Desperté con la sensación de haber caído en el lugar equivocado. Estaba en una habitación extraña, desconocida, el aire denso y el silencio absoluto, un silencio tan profundo que parecía absorber mis propios pensamientos. Las paredes eran lisas y frías, negras, sin ventanas. Me levanté lentamente, sin fijarme si había alguien más conmigo.
Salí al pasillo, y la penumbra me recibió como si fuera parte de un sueño, al fondo noté una puerta abierta. Dentro, una luz roja parpadeante, como si viniera de una lámpara antigua o una luz de emergencia, teñía las paredes de un tono inquietante. Algo no estaba bien. Quería acercarme… pero justo cuando estiré la mano para tocar el marco de la puerta, una luz blanca me cegó.
Parpadeé, confundida.
Y de pronto ya no estaba en el pasillo, me encontraba en el interior de una casa.
La casa era amplia, decorada con elegancia apagada, como si todo hubiera sido caro alguna vez pero ya no tuviera alma. Los muebles eran de madera oscura, pesados, y cada superficie brillaba demasiado, como si alguien los limpiara obsesivamente para que nada del polvo del tiempo quedará a la vista.
En la sala, unas repisas exhibían fotos de una pareja sonriente en la playa, en cenas, en paseos, en una de ellas, ambos reían abrazados en lo que parecía una boda.
Pero había algo en esas imágenes… algo que dolía. Como si en esas sonrisas hubiera un eco vacío, como si se aferraran a una felicidad que ya no estaba allí.
Un murmullo me hizo detenerme, giré la cabeza hacia el pasillo contiguo. A unos metros, una mujer lloraba en brazos de un hombre. No podía ver sus rostros con claridad, sólo sus siluetas.
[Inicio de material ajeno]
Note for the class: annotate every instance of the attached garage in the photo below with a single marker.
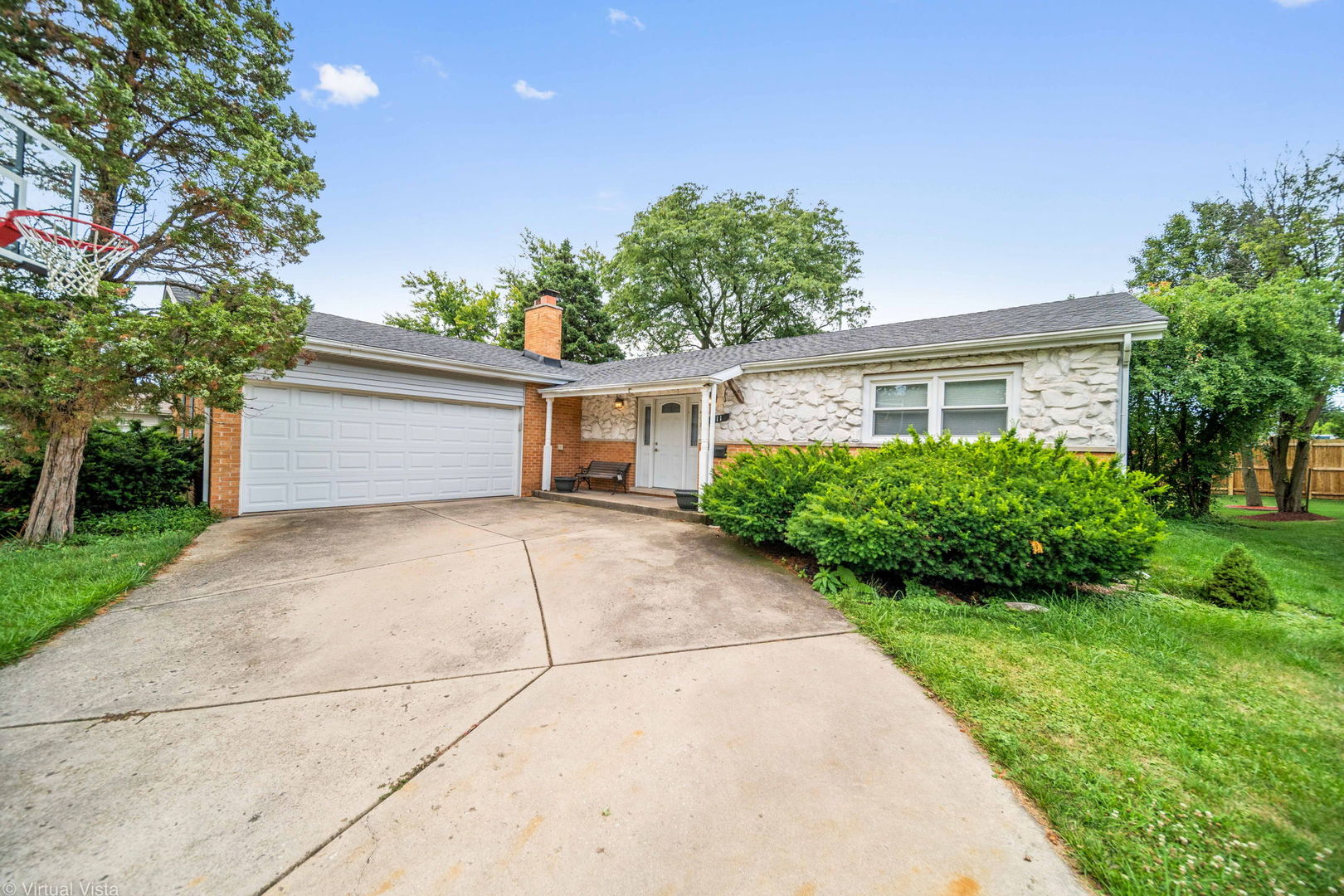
(338, 434)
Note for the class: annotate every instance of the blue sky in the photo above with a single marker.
(984, 153)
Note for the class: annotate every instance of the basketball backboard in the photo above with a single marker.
(34, 173)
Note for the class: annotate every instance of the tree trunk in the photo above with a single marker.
(1249, 480)
(1291, 481)
(52, 514)
(1294, 485)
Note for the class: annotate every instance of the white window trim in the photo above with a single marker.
(936, 379)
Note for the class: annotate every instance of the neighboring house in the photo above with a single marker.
(387, 416)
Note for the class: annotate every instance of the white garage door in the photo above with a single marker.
(307, 448)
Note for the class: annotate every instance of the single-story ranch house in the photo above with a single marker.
(386, 416)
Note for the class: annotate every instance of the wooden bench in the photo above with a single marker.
(609, 472)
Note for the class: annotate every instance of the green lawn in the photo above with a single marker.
(1303, 559)
(1176, 747)
(46, 589)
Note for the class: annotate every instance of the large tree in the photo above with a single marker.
(1287, 222)
(449, 306)
(735, 268)
(577, 278)
(178, 114)
(1229, 359)
(69, 360)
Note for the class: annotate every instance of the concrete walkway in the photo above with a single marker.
(500, 696)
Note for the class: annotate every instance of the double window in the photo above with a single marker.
(962, 402)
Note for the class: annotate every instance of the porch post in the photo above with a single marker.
(546, 448)
(706, 455)
(714, 411)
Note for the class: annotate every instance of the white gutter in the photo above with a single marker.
(411, 359)
(1122, 403)
(942, 349)
(645, 388)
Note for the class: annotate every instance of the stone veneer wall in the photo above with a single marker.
(1069, 390)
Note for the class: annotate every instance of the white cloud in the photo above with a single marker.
(340, 85)
(431, 65)
(528, 91)
(606, 201)
(621, 17)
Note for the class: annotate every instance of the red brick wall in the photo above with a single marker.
(226, 437)
(565, 430)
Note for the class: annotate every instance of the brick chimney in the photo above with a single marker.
(542, 325)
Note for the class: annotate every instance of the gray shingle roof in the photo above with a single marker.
(347, 329)
(1112, 309)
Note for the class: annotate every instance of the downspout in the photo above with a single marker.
(205, 464)
(714, 412)
(546, 448)
(706, 416)
(1122, 402)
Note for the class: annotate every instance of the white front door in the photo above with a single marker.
(668, 444)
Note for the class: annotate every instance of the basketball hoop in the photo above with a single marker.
(74, 264)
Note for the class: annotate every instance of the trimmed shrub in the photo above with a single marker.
(754, 496)
(993, 512)
(147, 522)
(1237, 582)
(123, 470)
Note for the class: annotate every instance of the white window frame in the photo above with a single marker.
(936, 381)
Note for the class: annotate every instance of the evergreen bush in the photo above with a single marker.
(756, 494)
(990, 512)
(1237, 582)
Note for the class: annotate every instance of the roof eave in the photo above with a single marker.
(645, 387)
(1138, 332)
(429, 362)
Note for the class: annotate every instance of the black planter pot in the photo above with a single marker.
(687, 499)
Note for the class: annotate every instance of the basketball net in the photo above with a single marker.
(74, 262)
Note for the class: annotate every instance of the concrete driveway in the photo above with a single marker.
(496, 696)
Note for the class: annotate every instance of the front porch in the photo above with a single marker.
(643, 501)
(663, 431)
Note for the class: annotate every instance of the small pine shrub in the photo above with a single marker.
(992, 512)
(1237, 582)
(754, 496)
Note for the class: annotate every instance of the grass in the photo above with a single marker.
(1301, 559)
(49, 587)
(1176, 747)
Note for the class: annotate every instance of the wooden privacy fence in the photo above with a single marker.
(1324, 481)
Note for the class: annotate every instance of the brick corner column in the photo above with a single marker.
(226, 437)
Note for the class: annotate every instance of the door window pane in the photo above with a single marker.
(975, 392)
(899, 422)
(905, 395)
(973, 422)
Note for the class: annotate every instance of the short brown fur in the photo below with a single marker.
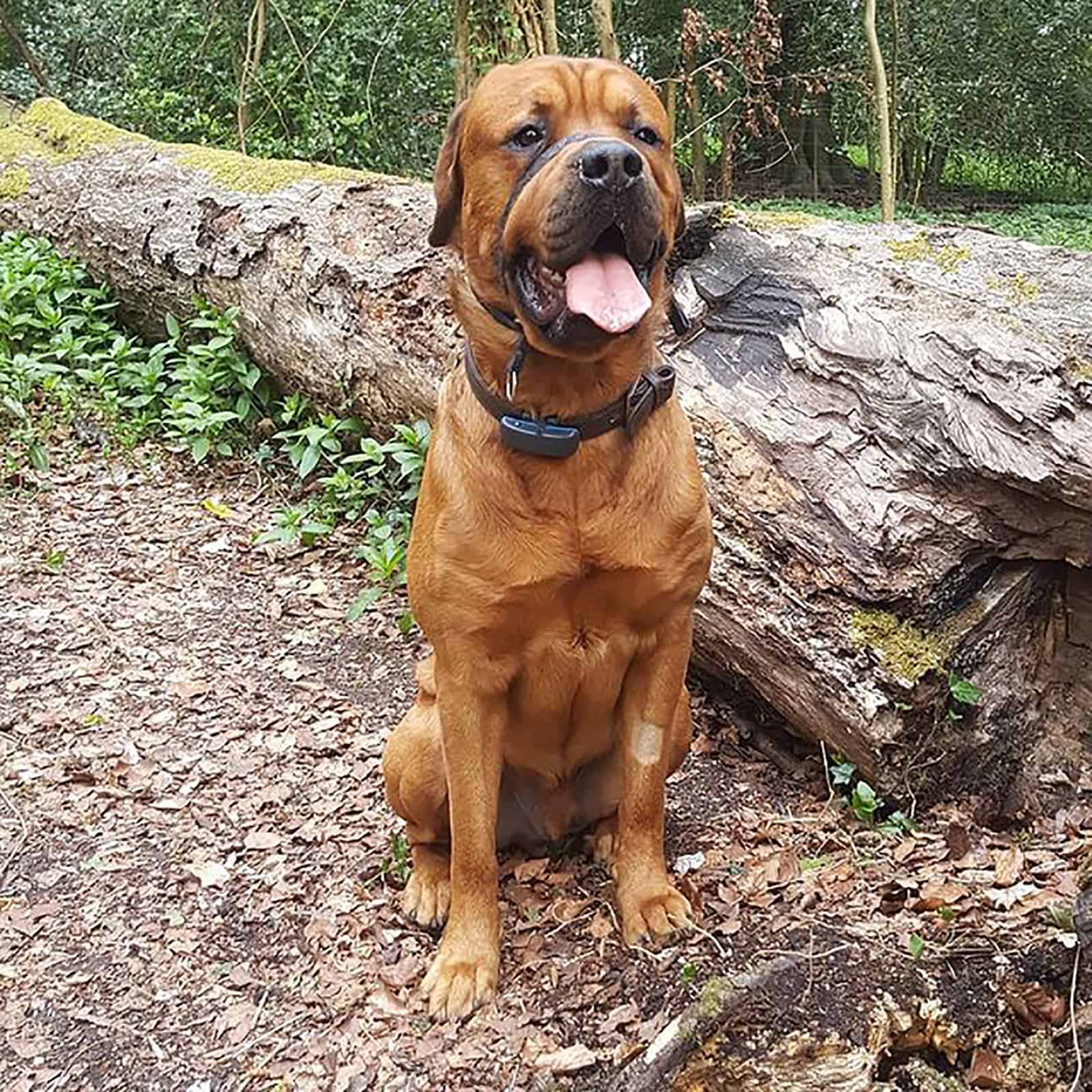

—Dione, por favor... basta. Ya han pasado años —susurró él, su voz cargada de cansancio mientras la abrazaba.
Un sonido ajeno que pareció arrastrar el aire con él. Era como una llamada, lejana, pero tan nítida que erizó mi piel.
El hombre pasó sobre mí sin verme. No reaccionó ante mi presencia, como si no existiera. Me giré para seguirlo, perpleja, intentando encontrar algún indicio de que me había visto… pero cuando miré de nuevo, la mujer ya no estaba. Ni un rastro, ni un ruido de pasos, tal vez había salido… tal vez nunca estuvo ahí.
Caminé hacia la puerta, con el corazón acelerado y esa presión incómoda en el pecho, cuando una voz infantil me detuvo.
—Hola —
Me giré bruscamente. A mi costado había un niño. No tendría más de ocho años. Tenía el cabello castaño, como si hubiera corrido hace poco. Sus ojos eran de un azul claro, tan intensos que parecían atravesar cualquier sombra, y vestía una sudadera azul con las mangas demasiado largas para sus brazos. Había algo inocente y al mismo tiempo inquietante en su presencia.